The dismissal of a Fair Housing Act case leaves a hole in the housing industry's interpretation of disparate impact claims, attorneys say. 

Magner v. Gallagher was supposed to be heard by the U.S. Supreme Court this month, but oral arguments were dropped after both parties agreed to a dismissal.

The original lawsuit was filed by rental property owners in St. Paul, Minn., who said aggressive building code enforcement led to escalating economies of scale, forcing certain groups of residents to become disparately impacted by rising rents levied to cover costs.

The Fair Housing Act and the scope of its legal coverage was the central issue in the Supreme Court case. The act prohibits housing discrimination on the basis of race, color, religion, sex, familial status or national origin.

Attorneys hoped a Supreme Court ruling in Magner would determine whether the Fair Housing Act covers disparate impact claims like those of the rental plaintiffs. Furthermore, the financial services industry was waiting for additional clarity on which test should be applied when ruling on disparate impact claims.

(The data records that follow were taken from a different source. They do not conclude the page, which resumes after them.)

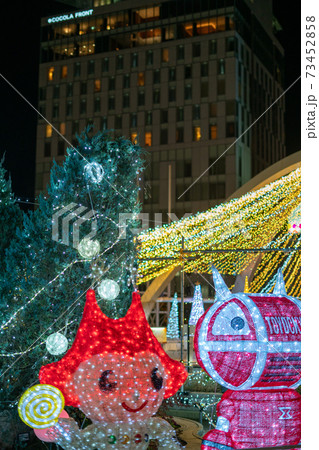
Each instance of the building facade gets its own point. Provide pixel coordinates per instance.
(186, 78)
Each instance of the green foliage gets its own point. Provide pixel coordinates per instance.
(34, 259)
(10, 214)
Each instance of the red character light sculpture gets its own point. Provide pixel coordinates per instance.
(117, 373)
(250, 344)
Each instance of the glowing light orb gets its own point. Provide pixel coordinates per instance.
(40, 406)
(56, 344)
(94, 171)
(108, 289)
(88, 248)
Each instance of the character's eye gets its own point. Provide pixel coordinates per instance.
(237, 323)
(104, 383)
(157, 380)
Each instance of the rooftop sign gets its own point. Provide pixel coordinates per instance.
(75, 15)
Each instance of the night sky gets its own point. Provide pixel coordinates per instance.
(20, 61)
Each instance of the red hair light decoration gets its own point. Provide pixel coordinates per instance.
(98, 334)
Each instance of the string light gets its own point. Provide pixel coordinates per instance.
(262, 215)
(89, 248)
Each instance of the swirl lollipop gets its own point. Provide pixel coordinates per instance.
(40, 406)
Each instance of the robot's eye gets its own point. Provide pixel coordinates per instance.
(105, 384)
(237, 323)
(157, 380)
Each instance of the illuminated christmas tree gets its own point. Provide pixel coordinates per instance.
(197, 306)
(173, 323)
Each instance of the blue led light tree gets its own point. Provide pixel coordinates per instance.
(173, 323)
(197, 306)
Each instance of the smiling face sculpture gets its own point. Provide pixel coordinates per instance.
(119, 388)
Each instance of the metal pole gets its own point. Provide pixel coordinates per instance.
(169, 210)
(182, 298)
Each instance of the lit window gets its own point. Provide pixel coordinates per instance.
(213, 47)
(213, 110)
(230, 129)
(156, 96)
(50, 73)
(91, 66)
(172, 94)
(196, 112)
(196, 49)
(105, 65)
(97, 85)
(148, 118)
(48, 131)
(221, 86)
(83, 106)
(148, 138)
(179, 134)
(140, 98)
(188, 71)
(69, 108)
(133, 136)
(141, 79)
(47, 149)
(111, 103)
(172, 74)
(196, 134)
(64, 71)
(103, 123)
(134, 60)
(180, 52)
(77, 69)
(188, 92)
(146, 14)
(165, 55)
(156, 76)
(119, 62)
(55, 110)
(213, 131)
(126, 81)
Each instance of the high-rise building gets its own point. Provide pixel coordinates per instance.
(185, 77)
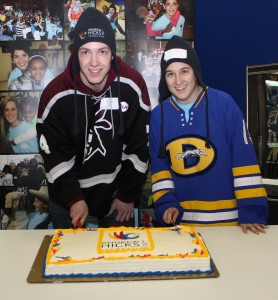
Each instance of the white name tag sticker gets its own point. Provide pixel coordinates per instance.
(175, 53)
(109, 103)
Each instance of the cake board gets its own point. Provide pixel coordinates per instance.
(35, 274)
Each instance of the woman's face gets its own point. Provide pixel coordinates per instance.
(21, 59)
(11, 112)
(37, 69)
(171, 6)
(29, 112)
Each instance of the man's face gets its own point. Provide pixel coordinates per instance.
(181, 82)
(95, 62)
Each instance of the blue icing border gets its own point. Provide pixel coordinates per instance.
(124, 274)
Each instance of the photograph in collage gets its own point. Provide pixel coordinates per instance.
(34, 49)
(31, 20)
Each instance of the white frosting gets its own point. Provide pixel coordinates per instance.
(91, 252)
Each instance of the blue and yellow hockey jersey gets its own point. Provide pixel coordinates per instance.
(220, 185)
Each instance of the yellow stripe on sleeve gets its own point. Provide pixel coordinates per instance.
(248, 170)
(250, 193)
(161, 175)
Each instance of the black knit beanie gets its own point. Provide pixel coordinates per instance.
(178, 50)
(92, 26)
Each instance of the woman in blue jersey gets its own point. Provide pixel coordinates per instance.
(204, 168)
(163, 22)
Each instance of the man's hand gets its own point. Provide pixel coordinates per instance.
(79, 213)
(125, 210)
(255, 228)
(170, 215)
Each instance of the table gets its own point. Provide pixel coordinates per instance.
(247, 265)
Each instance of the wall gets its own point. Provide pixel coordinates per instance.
(231, 35)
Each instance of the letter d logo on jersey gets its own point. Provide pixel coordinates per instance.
(189, 155)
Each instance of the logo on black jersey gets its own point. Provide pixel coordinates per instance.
(189, 156)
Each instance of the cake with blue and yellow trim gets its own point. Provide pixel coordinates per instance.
(126, 251)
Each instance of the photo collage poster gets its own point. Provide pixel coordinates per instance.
(34, 49)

"The dismissal of the case means that an important opportunity for clarity with respect to disparate impact claims under the Fair Housing Act and (by analogy) ECOA (Equal Credit Opportunity Act) has been lost," attorneys for Ballard Spahr said in a note Wednesday.

The firm calls the dismissal a lost opportunity, but says there is still a need for clarity on this issue.

"Regardless of when the Supreme Court has its next opportunity to take up this issue, we believe that there is an opportunity for the circuits to re-evaluate their previous holdings regarding disparate impact claims through en banc rehearings," Ballard Spahr attorneys wrote.

"A compelling argument can be made that the Supreme Court’s precedents with regard to disparate impact claims make it clear that such claims cannot be brought under the Fair Housing Act or ECOA, and a Court of Appeals sitting en banc could evaluate and recognize this precedent," they said.

The Supreme Court's initial acceptance of the case prompted numerous financial firms and industry trade groups to file friends of the court briefs. They argued there is a significant difference between disparate treatment during the lending process and disparate impact claims alleging a specific process impacted one group disproportionately.

"Such differentials may prompt disparate impact lawsuits," the trade groups who submitted a brief wrote. "Even though lenders can defend such suits on the basis that their practices are undertaken in accordance with federal regulation, lenders will still face the reputational and monetary costs incurred in doing so."